Well, well, well. I am impressed. Apparently, same sex couples attending a school dance proposes such a challenge to the school's moral fiber that they had the county sheriff keep one such couple away.

CNN.com - Student challenges same-sex dance rule - Nov. 23, 2003: A straight teenager is challenging a school district policy that bars students from bringing same-sex dates to school dances. In September, Amanda Blair tried to defy the rule by taking another young woman to the homecoming dance at Big Piney High School. They were kept out by sheriff's deputies at the request of school officials. Blair, a senior at Big Piney, has now enlisted the help of the American Civil Liberties in formally calling on Sublette County School District No. 9 to lift the same-sex date ban.

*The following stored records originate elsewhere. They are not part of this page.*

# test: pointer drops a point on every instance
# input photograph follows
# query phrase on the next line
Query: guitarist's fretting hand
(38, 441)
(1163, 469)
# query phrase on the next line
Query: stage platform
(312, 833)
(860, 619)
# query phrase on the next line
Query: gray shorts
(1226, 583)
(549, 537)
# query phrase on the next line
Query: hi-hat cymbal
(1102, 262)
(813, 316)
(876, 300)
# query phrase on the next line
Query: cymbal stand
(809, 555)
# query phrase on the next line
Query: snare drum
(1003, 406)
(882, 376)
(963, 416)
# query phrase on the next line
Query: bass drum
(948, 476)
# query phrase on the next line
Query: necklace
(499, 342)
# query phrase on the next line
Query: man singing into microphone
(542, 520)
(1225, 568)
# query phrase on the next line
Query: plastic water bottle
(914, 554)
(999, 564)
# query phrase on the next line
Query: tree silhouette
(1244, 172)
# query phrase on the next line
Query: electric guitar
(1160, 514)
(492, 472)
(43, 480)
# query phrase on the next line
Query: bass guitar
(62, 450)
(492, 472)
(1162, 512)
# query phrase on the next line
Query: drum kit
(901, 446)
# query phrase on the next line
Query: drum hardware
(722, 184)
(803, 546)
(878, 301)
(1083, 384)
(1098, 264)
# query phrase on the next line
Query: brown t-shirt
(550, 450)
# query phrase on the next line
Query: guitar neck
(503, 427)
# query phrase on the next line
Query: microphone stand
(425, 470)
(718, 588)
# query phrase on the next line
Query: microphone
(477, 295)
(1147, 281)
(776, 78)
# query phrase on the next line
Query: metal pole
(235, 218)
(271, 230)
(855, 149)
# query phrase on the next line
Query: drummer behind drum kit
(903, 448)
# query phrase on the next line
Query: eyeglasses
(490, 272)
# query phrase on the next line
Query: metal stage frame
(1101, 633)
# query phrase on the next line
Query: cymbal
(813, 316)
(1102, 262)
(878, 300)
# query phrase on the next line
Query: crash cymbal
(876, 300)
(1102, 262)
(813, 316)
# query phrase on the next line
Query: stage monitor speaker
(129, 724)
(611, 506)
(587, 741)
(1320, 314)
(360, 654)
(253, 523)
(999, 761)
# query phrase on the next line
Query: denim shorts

Now, mind, it's rather clear that Ms Blair is what they might call a "shit stirrer". I can't imagine that things reached the stage where they sent in an armed trooper to keep her out without her having served notice -- after all, how would they have known to do so?

Of course, the other issue is that she is right. Mostly.

Ken Choe, of the ACLU's Lesbian and Gay Rights Project, said the ban violates students' constitutional rights to freedom of expression and equal treatment.

While that may be technically true, one notes that the current Supreme Court has gleefully and with malice aforethought restricted students' rights to control even their own bodies, allowing school districts to force those involved in extracurricular activities to undergo drug tests even absent any suspicion of drug use, with Scalia implying that he wouldn't find it unreasonable to test all students all the time for no reason whatsoever. Now if they're willing to allow that sort of invasion of privacy on the slimmest of pretexts, one would not think that this Court would give much credence to the concept that students are allowed much in the way of free speech or expression at school sponsored and/or sanctioned activities. To be sure, nothing has gone that far yet; first the policy must be actively challenged in court. Given that Ms Blair is a senior, one wonders if perhaps the Wyoming courts might simply delay deciding until the issue is technically mooted by Ms Blair's graduation, and then dismiss the case. It's certainly easier than getting involved in the mess.

I wonder if Lawrence v Texas can actually be extended to cover this. After all, it is, quite clearly, discrimination of the type envisioned by the decision, although sexual conduct as such isn't involved.